1.4 A costs judge or a District Judge may make an order allowing detailed assessment proceedings to be commenced where there is no realistic prospect of the claim continuing.
The claimant argued that the order following the conclusion of the preliminary issue trial was a final order determining the matters in issue in the claim, thus entitling him to seek assessment.
The judge had little difficulty rejecting this. He found that the authorities; Industrie Chimiche Italia Centrale & Anor v Alexandra G. Tsavliris Maritime Co. & Ors  7 WLUK 182, Bottin (International) Investments Ltd v (Venson Group Plc & Ors  EWHC 90005 (Costs), Crystal Decisions (UK) Ltd v Vedatech Corporation  EWHC 1062 (Ch) and Khaira & Ors v Shergill & Ors  EWCA Civ 1687;  3 All ER 44, were conclusively against it.
He further observed that the claimant’s arguments were flawed as a matter of plain construction. The claimant had been pursuing one personal injury claim, not two different ones. In a personal injury claim breach of duty, causation and the quantification of damages are all essential elements. The order of 21 January 2021 determined some of the matters in issue in this claim, but not all of them.
This is clearly correct. The claimant’s arguments were irreconcilable with (a) the plain wording of the rules; (b) authority; and (c) long established practice.
However, the judge concluded at  with the following highly pertinent observation:
I will only say, with apologies for perhaps stating the obvious, that the default position being that interest will accrue upon the Claimant’s unpaid liability costs at 8% per annum, it might be to the parties’ mutual advantage to use the work done to date in an effort to settle what would appear to be a substantial claim for costs.
With apologies for stating the even more obvious, interest accruing at a non-discretionary rate of 8% (Simcoe v Jacuzzi UK Group PLC  EWCA Civ 137;  1 W.L.R. 2393) is likely to add significantly to a defendant’s overall outlay. In circumstances where a defendant has successfully resisted immediate assessment it would be difficult to say there is any basis for curtailing the period of interest.

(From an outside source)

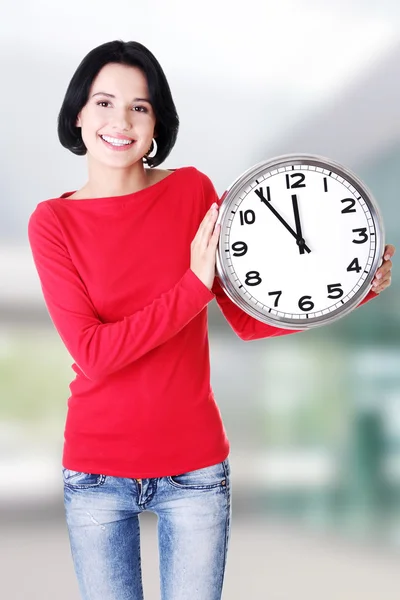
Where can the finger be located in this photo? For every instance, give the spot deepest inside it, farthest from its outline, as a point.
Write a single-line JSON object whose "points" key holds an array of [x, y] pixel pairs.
{"points": [[389, 251], [382, 284], [209, 219], [215, 236], [385, 268]]}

Thus, taking ABA as an example, the following scenario is entirely plausible: (a) quantum trial in April 2023; (b) judgment in July 2023; (c) assessment proceedings commence in October 2023; (d) assessment proceedings concluded in October 2024. On that basis interest on the liability would run for 3.75 years from January 2021, adding an eye-watering 30%.
Takeaway Practice Points
- Claimants who wish to obtain immediate assessment of their costs should seek, where appropriate, either (a) a summary assessment; or (b) an order for detailed assessment forthwith;
- Failing that, they should seek a substantial payment on account of costs.

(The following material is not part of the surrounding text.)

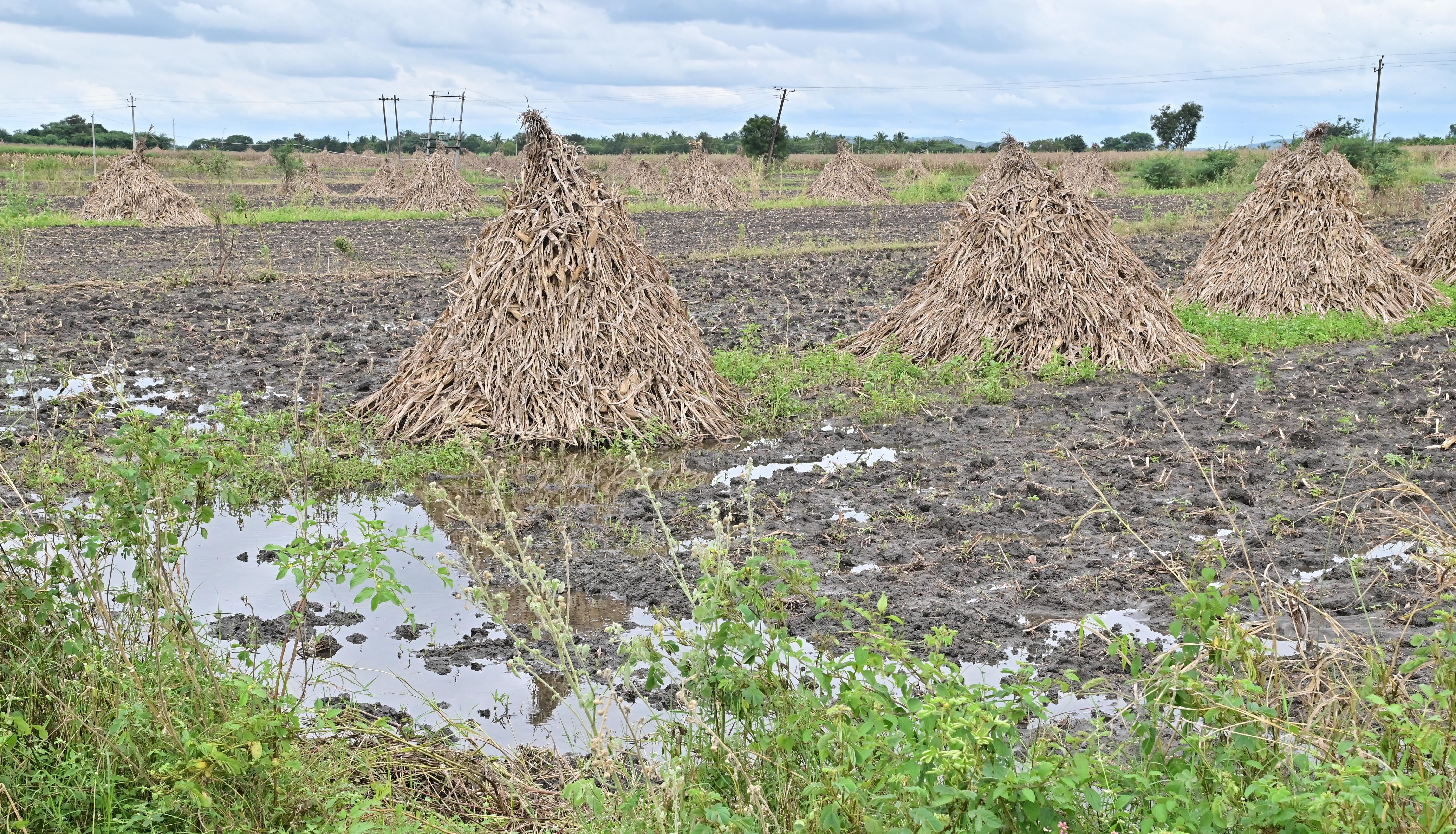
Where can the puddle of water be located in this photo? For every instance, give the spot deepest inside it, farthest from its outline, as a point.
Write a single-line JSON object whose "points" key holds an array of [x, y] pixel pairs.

- Given the punitive rate at which interest runs on outstanding unassessed costs, defendants should give serious consideration to agreeing (or indeed themselves seeking) a forthwith order or failing that a substantial payment on account.
- These points are not limited to costs following a preliminary issue trial (be it of liability, limitation etc.). They apply whenever the court makes or is considering making an order for detailed assessment before the conclusion of the claim (e.g. following an interim application).